Knowledge. With a skilled journalist’s legerdemain, Hitchens leaps from literary associations to eras, people and events throughout.

Left Movement. In his early years, Hitchens was a firm believer. The events of 9/11 caused a turnaround; he went from, as one critic puts it, “British Trotskyite to American neo-con sidekick”.

Mawkishness. Something Hitchens comes very close to when describing the life of an American soldier killed in Iraq.

Name-dropping. Hitchens seems keen to claim acquaintance with practically everyone who matters; indeed the expression “my dear friend” appears too many times to count.

Outspokenness. Bluntness has always been a part of the Hitchens persona, and he doesn’t disappoint: the Nobel Prize is “a huge bore and fraud”; “I neither know nor care anything about sports”; Cuban socialism “was too much like a boarding school in one way and too much like a church in another”.

Ps and Qs. Hitchens is not one to mind them, taking potshots, sometimes peevishly, at those such as Gore Vidal whom he once lionized then fell out with.

Rushdie, Salman. Another of Hitchens’ close friends, to whose defense he sprang after the fatwa. His reactions to this edict: “In the hate column: dictatorship, religion, stupidity, demagogy, censorship, bullying and intimidation. In the love column: literature, irony, humour, the individual, and the defense of free expression.”

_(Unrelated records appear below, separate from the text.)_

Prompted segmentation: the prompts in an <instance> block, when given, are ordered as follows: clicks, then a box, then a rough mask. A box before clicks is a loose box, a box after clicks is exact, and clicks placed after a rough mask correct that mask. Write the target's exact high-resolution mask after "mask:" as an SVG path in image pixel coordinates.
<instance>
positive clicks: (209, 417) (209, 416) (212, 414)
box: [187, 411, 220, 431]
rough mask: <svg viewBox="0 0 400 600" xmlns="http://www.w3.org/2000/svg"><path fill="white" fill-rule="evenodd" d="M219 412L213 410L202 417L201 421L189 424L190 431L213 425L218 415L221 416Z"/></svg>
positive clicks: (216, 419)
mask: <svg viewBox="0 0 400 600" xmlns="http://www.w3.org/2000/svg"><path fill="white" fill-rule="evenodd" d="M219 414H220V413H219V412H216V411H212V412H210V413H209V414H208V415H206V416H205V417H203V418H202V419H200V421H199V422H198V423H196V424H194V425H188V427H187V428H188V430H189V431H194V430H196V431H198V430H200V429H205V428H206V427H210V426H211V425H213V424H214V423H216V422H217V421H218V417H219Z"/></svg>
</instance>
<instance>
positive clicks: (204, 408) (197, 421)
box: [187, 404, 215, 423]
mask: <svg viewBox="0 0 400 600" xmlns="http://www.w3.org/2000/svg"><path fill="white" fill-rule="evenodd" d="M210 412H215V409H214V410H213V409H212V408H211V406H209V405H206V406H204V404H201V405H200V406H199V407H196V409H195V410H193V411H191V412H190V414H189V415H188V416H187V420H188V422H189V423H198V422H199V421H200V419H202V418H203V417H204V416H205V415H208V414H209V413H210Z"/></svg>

Self-esteem. Not something that’s in short supply; he even refers to himself as “not all that bad-looking” when in school.

Travels. Beirut, Greece, Portugal, Algeria, Cyprus, Argentina, Cuba, Poland and more:
Hitchens has visited all of these countries, learning, debating, and arguing along the way.

United States of America. In his words, a “celebrity-making machine”, and his adopted country.

Voluminous. His style can be prolix, not to mention allusive, as though the pen is hurrying to put onto paper all that his mind teems with.

Words. When dealing with a schoolyard bully, Hitchens discovered that these can be weapons; moreover, “if you can give a decent speech in public or cut any kind of figure on the podium, then you need never dine or sleep alone.”

X ray. He has a strong urge to dissect and get to the bottom of issues, not willing to be led by popular sentiment.

Yvonne. The author’s mother, who tragically committed suicide and who said, “If there is an upper class in this country, Christopher is going to be in it”. Some of the warmest passages of the book revolve around her: “She was the cream in the Campari, the offer of wine or champagne instead of beer, the laugh in the face of bores or purse-mouths and skinflints, the insurance against bigots and prudes”

Zeal. Whatever else you may say about him, there’s no denying that he pours himself into anything he likes, and marshals all arguments possible against what he doesn't.